Which is all a long way of saying this is not a review. Pig and the Lady’s latest popup, a five-course menu served as diners watched the movie that inspired it, had me yelling “hana hou!” before the lights even dimmed. The movie was “Spirited Away,” Hayao Miyazaki’s iconic anime about a spoiled girl’s unwitting journey into the land of spirits, and the dinner was a near-exact replica of the one Le served earlier in March to a standing ovation at the South by Southwest conference in Austin, Texas.
It’s a whole new spin on dinner and a movie, for us in Honolulu at least. You wouldn’t know it from passing by, but r/d, a small bookshop on Auahi Street in Kakaako, has ceilings that soar to two stories, allowing for an ample screen to scroll down before three rows of tables with seating spaced and tiered to afford clear views for 30 people.
Decor touches featured Studio Ghibli everywhere you looked. Flags we were to wave if we needed anything featured movie characters like Chihiro, No Face and the soot balls.

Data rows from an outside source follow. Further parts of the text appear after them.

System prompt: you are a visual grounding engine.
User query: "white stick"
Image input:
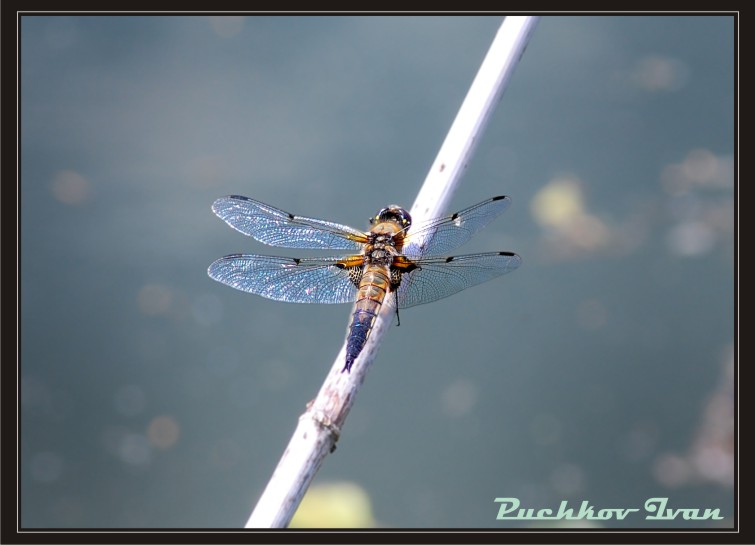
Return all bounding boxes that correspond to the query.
[246,17,538,528]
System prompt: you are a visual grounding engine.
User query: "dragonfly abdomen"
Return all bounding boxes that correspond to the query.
[343,266,391,371]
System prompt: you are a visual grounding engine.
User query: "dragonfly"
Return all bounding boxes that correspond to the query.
[207,195,522,372]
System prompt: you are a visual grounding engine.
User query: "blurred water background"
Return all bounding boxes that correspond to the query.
[20,15,735,528]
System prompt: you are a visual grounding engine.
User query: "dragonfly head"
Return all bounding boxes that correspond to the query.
[370,204,412,231]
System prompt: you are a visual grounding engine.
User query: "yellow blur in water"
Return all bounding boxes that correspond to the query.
[289,482,375,528]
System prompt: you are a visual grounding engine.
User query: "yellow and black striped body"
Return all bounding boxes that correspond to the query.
[343,206,416,371]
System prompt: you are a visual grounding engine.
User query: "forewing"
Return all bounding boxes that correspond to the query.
[397,252,522,308]
[212,195,366,250]
[403,195,511,258]
[207,254,357,303]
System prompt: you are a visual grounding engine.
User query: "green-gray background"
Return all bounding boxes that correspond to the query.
[20,15,735,528]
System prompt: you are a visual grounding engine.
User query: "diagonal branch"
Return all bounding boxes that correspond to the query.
[246,17,538,528]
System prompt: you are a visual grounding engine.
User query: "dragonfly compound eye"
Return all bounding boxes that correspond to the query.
[372,204,412,228]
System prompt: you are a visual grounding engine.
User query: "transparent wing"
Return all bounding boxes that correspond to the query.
[403,195,511,258]
[397,252,522,308]
[207,254,358,303]
[212,195,367,250]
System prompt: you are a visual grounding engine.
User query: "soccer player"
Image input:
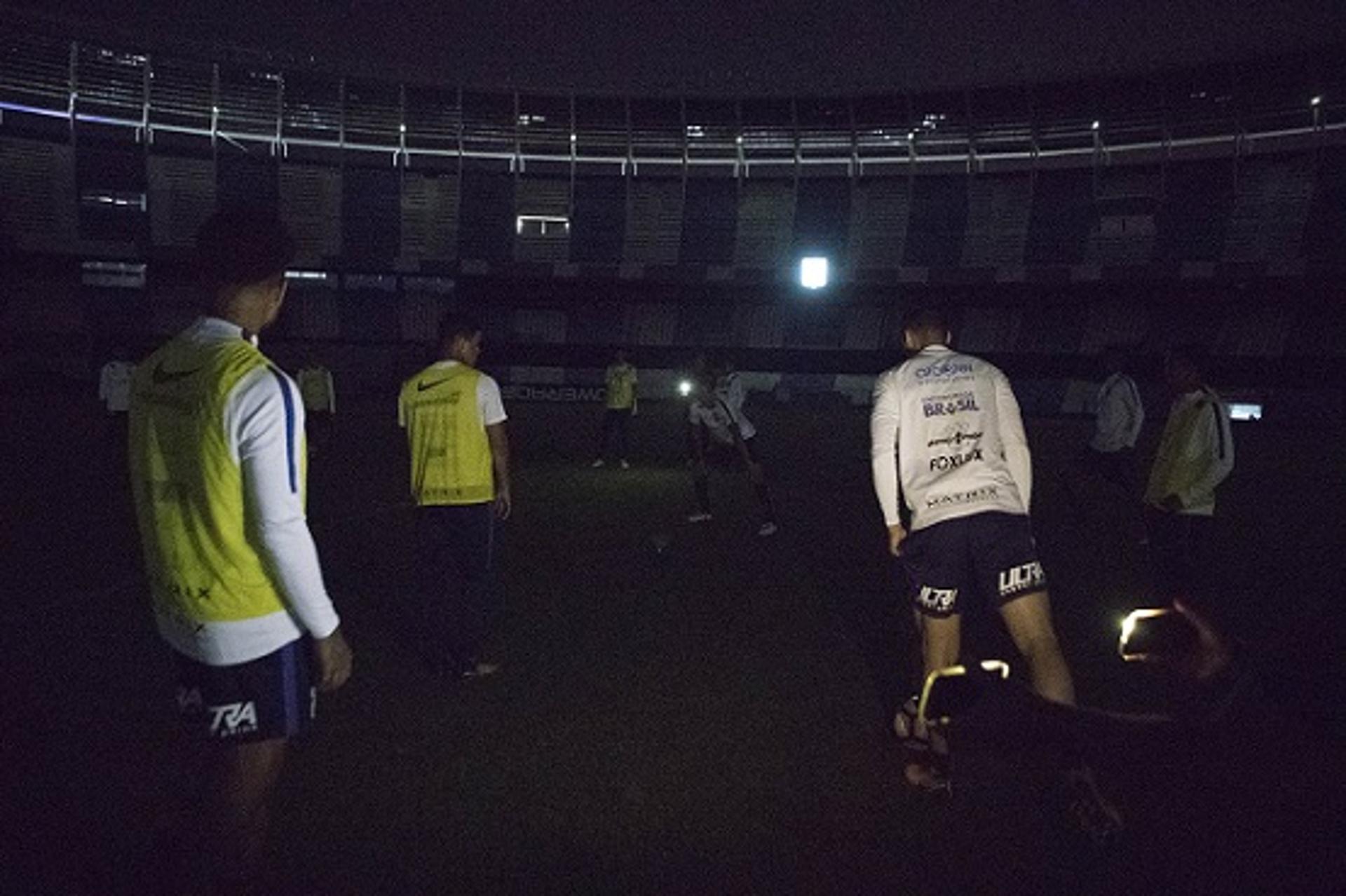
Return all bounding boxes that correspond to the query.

The menu was rooted in Japan, Vietnam and left field, as far as I could tell, with riffs veering in directions contemporary and unexpected. “I wanted it to be whimsical,” Le said, “just like Miyazaki.”
With no kitchen at r/d, Pig and the Lady brought its farmers’ market equipment and set up in the alley out back. The assembly line ran like a human chain, with plates passed from outside, down the hall and to servers stationed at the back.
And here in the foreground, watching on the right as r/d’s Ben Trevino introduces her son, is Mama Le, whose home-style Vietnamese cooking inspired the farmers’ market booths. This is the first time I’ve seen her as a guest at a Pig and the Lady popup, instead of supervising and serving. Mama Le stayed back in Honolulu while Le and his brothers Alex and Anderson went to Austin. She cried when they told her about the standing ovation. “I watch Andrew now, he does what I cannot do,” she says. “I’m so proud of my son. So proud.”
Andrew Le promises more dinner-and-movie combos. It’s what he wants to do at this point. Saturday night, the first of two nights that sold out at $69 a ticket, was mostly Pig and the Lady regulars. We were ready to eat up this new experience. We were ready to be spirited away.